Computational musicology requires high-quality data, and sampling, gathering, and curating musical data is a big part of what the CCMLab does. Below is a frequently updated list of not only our own datasets, but also numerous other musical datasets that are publicly available.

CCML datasets

CoCoPops: Billboard
- Melodic and harmonic transcriptions of 749 files sampled from the Billboard Hot100
- Encoded in humdrum format.
CoCoPops: Rollingstone
- Melodic and harmonic transcriptions of 200 songs from Rolling Stone's list of Greatest Songs of All Time
- Encoded in humdrum format.
MCFlow
- Transcriptions of rhythm and rhyme in 124 popular rap songs.
- Encoded in humdrum format.
Star Wars Thematic Corpus
- John Williams Themes
- Encoded in humdrum format.
Regional Hip-Hop
- An adendum to MCFlow.
- Encoded in humdrum format.
Sanidha
- Studio-quality video and source-separated audio recordings of 8 hours of Carnatic music, performed by expert musicians.
- Encoded in audio/video format.

Other datasets

The Musical Corpora Register is an excellent list of musical corpora, curated by Daniel Harasim at the École Polytechnique Fédérale de Lausanne, in Switzerland. We maintain a similar “MusoRepo” list on github as well. Another great resource is the Digital Resources for Musicology page, hosted by Stanford’s center for the Computer Assisted Research in the Humanities—don’t miss the links to their ADAM and EVE resources.

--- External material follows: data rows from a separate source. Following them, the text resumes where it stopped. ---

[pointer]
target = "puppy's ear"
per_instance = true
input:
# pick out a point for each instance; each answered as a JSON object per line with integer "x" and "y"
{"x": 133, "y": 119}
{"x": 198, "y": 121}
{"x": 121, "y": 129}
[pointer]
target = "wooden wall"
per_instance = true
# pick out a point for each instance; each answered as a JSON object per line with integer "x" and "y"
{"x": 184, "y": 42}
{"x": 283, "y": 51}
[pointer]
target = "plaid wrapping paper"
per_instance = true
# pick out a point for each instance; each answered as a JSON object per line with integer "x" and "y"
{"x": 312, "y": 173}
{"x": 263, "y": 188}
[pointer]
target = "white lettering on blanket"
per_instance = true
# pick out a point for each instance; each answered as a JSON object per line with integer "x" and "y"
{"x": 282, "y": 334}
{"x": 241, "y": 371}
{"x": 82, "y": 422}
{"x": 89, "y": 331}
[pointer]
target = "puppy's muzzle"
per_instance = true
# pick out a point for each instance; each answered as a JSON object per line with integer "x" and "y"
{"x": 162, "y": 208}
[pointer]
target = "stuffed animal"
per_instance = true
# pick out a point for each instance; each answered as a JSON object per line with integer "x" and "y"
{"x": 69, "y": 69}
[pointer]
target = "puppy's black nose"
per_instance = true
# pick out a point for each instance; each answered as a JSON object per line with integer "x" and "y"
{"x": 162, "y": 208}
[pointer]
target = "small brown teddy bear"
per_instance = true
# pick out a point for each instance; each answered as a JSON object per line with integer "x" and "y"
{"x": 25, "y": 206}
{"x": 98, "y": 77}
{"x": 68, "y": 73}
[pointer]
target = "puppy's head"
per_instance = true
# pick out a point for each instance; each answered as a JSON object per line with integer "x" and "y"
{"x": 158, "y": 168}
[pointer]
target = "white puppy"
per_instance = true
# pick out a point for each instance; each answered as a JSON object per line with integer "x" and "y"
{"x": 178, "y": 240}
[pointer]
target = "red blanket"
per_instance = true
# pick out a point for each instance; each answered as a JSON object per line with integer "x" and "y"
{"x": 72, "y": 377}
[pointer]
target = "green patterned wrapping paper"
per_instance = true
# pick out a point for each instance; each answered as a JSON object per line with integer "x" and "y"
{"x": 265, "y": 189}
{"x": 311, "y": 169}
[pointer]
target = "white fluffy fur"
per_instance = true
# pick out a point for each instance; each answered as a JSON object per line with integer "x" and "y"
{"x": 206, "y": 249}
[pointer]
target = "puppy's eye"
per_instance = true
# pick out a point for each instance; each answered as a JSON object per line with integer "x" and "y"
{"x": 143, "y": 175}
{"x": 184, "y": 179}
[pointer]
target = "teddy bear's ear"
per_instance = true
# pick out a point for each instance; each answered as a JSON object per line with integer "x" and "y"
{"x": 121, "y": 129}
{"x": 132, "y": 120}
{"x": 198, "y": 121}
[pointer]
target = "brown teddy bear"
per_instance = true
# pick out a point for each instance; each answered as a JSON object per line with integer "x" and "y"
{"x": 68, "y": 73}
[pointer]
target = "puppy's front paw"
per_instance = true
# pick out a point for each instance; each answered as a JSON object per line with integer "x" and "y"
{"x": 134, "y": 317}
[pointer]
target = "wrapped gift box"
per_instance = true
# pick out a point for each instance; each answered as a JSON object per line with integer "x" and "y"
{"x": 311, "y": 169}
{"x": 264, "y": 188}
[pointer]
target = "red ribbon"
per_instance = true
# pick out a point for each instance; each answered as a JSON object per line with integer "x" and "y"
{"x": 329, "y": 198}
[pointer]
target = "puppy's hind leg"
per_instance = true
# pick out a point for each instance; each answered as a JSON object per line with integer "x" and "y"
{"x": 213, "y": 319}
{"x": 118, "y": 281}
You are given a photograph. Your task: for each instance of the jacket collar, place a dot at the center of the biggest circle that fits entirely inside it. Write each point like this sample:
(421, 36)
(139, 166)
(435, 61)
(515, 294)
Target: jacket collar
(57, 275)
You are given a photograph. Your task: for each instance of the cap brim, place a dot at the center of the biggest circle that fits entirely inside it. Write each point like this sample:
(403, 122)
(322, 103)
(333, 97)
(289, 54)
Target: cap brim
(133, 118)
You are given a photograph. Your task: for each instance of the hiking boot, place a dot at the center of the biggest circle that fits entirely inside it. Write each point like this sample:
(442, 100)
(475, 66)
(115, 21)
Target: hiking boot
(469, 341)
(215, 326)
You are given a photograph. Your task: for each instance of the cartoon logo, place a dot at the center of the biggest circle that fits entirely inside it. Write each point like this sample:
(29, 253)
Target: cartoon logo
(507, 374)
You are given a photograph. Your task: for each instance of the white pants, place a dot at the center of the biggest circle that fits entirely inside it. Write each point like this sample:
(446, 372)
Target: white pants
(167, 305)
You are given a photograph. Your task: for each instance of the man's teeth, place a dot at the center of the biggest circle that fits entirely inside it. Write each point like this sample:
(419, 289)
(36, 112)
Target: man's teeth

More generally, you find many humdrum datasets on github by searching the hashtags #digital-scores or #humdrum (or both). If you post your own datasets on github, please add appropriate tags, and ask to add your data to the Musical Corpora Register!

Digital Edition of Beethoven Piano Sonatas
- Digital edition of L. van Beethoven's piano sonatas in the Humdrum file format, based on the Durand 1915 edition edited by Paul Dukas.
- Encoded in humdrum format.
The McGill Billboard Project
- Harmonic transcriptions of 749 tracks from the Billboard Hot 100.
- Encoded in custom format.